Aurora PostgreSQL with pgvector

For teams already running Postgres, pgvector is the lowest-friction path. Aurora is HIPAA-eligible. Encryption, IAM, audit logging, and access control come from the database layer you already operate.

The trade-off: pgvector is fast enough for indexes up to a few million vectors, but tuning it for larger workloads requires care. Index choice (HNSW vs IVFFlat), embedding dimensionality, and query patterns all matter.

Azure AI Search

For Microsoft-centric workloads, Azure AI Search is the equivalent of OpenSearch with vector support, integrated with Azure OpenAI for embeddings. HIPAA-covered under Microsoft's BAA.

Options we have considered and ruled out for PHI

Pinecone

Pinecone is fast, well-engineered, and the team behind it knows what they are doing. For workloads that do not involve PHI, it is often the right answer.

For HIPAA, the question is whether your Pinecone deployment is BAA-covered. Pinecone offers HIPAA compliance through specific AWS-hosted deployments under a signed BAA, but the deployment options and pricing are different from the standard product. The lift to verify BAA scope, keep deployments inside the covered tier, and document the data path adds operational overhead. For most clients we work with, the BAA-covered AWS-native options are simpler.

If your team has specific needs Pinecone serves better — multi-region replication, very large indexes, specific performance characteristics — and you are willing to do the BAA verification work, it remains a viable option.

Weaviate, Qdrant, Milvus (self-hosted)

These are excellent open-source vector databases. The catch for HIPAA is that you operate them yourself. Encryption at rest with customer-managed keys, audit logging, access control, backup and recovery, patching, and incident response are all your responsibility.

We use these for non-PHI workloads where the operational burden is justified by performance or cost. For PHI workloads, the engineering and ongoing operations cost rarely justifies the savings over a managed BAA-covered option.

Chroma, FAISS

These are libraries, not databases. They are the right tool for prototyping or for embedded use cases where the index is small and lives in your application. They are not a fit for production PHI workloads — there is no audit log, no access control, no operational story.

Decision framework

AWS-native and you want minimal ops? Bedrock Knowledge Bases.
AWS-native and you need full retrieval control? OpenSearch with kNN.
Postgres-centric team? Aurora PostgreSQL with pgvector.
Microsoft-centric? Azure AI Search.
Have specific Pinecone-only needs and willing to do BAA verification? Pinecone on the covered tier.
Self-hosting open-source for PHI? Probably not. The total cost of ownership is higher than it looks.

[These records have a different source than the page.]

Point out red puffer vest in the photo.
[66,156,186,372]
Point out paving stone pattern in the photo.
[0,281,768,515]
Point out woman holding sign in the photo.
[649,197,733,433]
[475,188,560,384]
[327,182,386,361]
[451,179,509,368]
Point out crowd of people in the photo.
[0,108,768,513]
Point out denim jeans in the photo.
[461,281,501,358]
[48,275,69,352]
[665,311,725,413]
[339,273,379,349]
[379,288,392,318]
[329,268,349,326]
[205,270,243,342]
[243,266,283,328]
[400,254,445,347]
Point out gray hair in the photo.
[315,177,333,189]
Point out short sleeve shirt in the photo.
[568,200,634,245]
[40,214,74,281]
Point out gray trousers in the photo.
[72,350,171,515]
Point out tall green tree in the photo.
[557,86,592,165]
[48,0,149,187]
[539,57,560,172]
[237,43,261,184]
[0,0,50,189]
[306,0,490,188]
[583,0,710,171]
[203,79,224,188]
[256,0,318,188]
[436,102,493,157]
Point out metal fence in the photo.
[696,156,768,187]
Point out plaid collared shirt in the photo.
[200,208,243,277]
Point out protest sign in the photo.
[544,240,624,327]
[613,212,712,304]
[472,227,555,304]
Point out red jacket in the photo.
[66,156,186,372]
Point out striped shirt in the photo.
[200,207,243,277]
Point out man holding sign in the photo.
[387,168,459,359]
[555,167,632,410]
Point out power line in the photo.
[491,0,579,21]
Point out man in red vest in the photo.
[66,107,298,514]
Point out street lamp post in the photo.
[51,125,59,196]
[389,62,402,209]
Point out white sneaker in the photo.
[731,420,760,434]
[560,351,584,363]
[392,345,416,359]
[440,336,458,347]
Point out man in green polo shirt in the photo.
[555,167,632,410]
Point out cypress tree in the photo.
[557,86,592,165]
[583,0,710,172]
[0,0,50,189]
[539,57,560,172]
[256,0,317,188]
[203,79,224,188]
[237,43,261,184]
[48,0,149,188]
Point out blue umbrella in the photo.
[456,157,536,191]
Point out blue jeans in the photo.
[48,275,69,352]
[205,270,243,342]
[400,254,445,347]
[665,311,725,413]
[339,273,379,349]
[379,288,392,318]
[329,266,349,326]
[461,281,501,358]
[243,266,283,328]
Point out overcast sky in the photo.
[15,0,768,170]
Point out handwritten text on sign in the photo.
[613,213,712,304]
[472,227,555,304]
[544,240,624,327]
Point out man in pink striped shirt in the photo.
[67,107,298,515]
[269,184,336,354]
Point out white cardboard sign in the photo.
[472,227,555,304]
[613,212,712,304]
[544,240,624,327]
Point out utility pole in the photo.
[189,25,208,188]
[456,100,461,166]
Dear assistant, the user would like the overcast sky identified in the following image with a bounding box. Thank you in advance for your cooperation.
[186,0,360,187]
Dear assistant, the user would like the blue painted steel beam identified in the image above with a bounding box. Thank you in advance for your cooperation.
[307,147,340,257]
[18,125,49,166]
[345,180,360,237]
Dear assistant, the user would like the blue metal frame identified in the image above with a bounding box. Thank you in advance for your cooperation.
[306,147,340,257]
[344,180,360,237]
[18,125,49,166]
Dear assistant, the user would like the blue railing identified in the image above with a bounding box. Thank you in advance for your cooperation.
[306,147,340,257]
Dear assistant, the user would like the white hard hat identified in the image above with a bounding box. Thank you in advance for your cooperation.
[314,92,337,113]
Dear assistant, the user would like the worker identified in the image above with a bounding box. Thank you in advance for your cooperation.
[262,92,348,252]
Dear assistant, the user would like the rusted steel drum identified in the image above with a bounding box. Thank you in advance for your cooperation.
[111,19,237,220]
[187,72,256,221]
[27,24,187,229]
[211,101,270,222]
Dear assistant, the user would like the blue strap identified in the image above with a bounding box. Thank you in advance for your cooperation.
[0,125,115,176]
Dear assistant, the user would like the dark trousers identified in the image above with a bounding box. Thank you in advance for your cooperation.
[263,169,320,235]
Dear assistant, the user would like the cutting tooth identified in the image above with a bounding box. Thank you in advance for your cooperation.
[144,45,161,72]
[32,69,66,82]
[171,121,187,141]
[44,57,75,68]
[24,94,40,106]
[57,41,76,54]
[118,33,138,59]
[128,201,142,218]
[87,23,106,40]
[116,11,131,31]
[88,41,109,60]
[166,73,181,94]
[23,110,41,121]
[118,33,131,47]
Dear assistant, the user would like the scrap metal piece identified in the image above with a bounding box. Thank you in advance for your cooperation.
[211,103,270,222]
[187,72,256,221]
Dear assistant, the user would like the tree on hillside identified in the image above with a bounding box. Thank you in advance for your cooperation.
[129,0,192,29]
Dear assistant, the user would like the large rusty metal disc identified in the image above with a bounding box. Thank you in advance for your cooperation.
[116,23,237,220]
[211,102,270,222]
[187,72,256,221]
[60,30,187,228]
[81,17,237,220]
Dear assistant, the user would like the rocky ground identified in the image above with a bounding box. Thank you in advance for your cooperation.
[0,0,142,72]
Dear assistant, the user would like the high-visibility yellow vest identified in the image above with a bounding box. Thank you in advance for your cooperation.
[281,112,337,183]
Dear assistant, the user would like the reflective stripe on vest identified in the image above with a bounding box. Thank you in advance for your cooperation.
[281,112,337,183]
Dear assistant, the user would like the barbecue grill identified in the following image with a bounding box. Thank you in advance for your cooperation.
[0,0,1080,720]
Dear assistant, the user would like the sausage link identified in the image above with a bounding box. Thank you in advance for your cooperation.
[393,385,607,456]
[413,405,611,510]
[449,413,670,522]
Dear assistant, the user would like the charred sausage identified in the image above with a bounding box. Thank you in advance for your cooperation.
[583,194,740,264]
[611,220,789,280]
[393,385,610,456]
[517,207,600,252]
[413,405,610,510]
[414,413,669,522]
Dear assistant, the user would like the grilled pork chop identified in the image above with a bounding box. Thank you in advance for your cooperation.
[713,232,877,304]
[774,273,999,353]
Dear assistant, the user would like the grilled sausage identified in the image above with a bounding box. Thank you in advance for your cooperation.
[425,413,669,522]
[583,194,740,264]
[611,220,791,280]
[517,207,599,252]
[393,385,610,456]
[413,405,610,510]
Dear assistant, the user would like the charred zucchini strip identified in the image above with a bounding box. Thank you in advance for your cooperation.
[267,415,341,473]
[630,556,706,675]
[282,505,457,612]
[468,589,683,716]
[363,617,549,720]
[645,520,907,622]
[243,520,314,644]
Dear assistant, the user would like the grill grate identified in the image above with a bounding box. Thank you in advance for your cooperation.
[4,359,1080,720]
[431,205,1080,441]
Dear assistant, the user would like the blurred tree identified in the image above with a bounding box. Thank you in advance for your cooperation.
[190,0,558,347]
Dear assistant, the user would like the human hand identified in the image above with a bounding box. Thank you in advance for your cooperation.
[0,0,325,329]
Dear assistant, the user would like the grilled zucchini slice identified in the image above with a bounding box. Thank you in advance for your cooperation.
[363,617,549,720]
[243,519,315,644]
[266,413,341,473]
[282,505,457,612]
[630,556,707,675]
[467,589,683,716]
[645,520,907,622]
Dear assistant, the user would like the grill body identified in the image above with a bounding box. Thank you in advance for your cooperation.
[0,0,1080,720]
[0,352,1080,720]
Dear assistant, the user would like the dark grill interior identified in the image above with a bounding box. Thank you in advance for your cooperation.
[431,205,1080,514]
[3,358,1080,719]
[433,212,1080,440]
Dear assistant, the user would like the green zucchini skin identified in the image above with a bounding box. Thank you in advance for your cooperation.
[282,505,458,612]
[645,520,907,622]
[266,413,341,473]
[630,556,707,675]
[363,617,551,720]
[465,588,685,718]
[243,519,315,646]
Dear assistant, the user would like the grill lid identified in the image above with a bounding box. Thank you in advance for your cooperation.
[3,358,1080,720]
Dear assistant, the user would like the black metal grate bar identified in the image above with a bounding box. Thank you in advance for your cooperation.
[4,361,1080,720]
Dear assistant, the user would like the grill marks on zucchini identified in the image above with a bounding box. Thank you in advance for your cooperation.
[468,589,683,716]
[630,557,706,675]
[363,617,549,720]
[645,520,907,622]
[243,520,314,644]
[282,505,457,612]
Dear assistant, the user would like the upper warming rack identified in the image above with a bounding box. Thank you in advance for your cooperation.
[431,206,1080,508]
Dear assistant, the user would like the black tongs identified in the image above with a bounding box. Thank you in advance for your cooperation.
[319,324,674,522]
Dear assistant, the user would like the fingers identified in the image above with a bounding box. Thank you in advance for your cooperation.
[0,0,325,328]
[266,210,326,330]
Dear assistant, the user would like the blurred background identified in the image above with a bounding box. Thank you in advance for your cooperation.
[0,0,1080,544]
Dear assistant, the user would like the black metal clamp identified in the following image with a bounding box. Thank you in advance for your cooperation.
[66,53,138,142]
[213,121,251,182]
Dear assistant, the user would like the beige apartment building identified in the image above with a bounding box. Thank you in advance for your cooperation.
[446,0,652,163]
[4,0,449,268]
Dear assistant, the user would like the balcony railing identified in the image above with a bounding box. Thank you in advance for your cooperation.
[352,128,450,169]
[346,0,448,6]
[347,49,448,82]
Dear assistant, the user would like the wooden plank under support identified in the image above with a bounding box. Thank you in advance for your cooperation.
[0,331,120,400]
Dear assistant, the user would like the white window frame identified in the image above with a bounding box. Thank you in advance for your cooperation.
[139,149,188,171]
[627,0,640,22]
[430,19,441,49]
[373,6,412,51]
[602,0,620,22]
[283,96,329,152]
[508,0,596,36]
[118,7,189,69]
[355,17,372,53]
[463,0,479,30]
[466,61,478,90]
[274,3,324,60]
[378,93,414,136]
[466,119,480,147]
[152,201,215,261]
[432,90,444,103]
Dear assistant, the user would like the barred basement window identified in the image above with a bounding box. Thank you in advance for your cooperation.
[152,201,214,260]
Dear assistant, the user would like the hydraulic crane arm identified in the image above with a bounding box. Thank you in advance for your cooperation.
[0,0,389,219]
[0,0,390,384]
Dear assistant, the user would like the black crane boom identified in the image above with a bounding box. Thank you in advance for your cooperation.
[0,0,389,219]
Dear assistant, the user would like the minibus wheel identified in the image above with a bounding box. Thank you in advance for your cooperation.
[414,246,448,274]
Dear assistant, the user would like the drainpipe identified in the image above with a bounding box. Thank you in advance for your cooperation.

What "tenant isolation" really means

Whichever option you pick, tenant isolation has to be verifiable. The two patterns we use:

Index-per-tenant. Each customer (or each matter, or each clinic) gets its own index. Cross-tenant queries are physically impossible.
Single index with hard metadata filters. All vectors share an index, but every query includes a tenant filter. The filter is enforced at the application layer before the vector search runs.

Index-per-tenant is more expensive but easier to defend. Single index with filters is cheaper but requires meticulous code review — a single missed filter is a tenant breach. We default to index-per-tenant for healthcare and legal work.

Audit logging requirements

For each retrieval, log:

The requesting user identity (carried from the application layer)
The query (or its embedding hash, if the query itself is PHI)
The retrieved chunk IDs
The matter / case / patient context
The timestamp and latency

These logs are PHI. Treat them like any other PHI store: encrypted, access-controlled, retained per HIPAA's six-year minimum, and never exported to systems lacking BAA coverage.

Where to start

If you are in early architecture for a HIPAA RAG workload, the cheapest move is to default to Bedrock Knowledge Bases or Aurora pgvector and only deviate when you have specific evidence the default does not work. The temptation to over-engineer the vector layer is strong; resist it. The retrieval quality problems you will hit are almost always about chunking, embeddings, and re-ranking — not the vector database itself.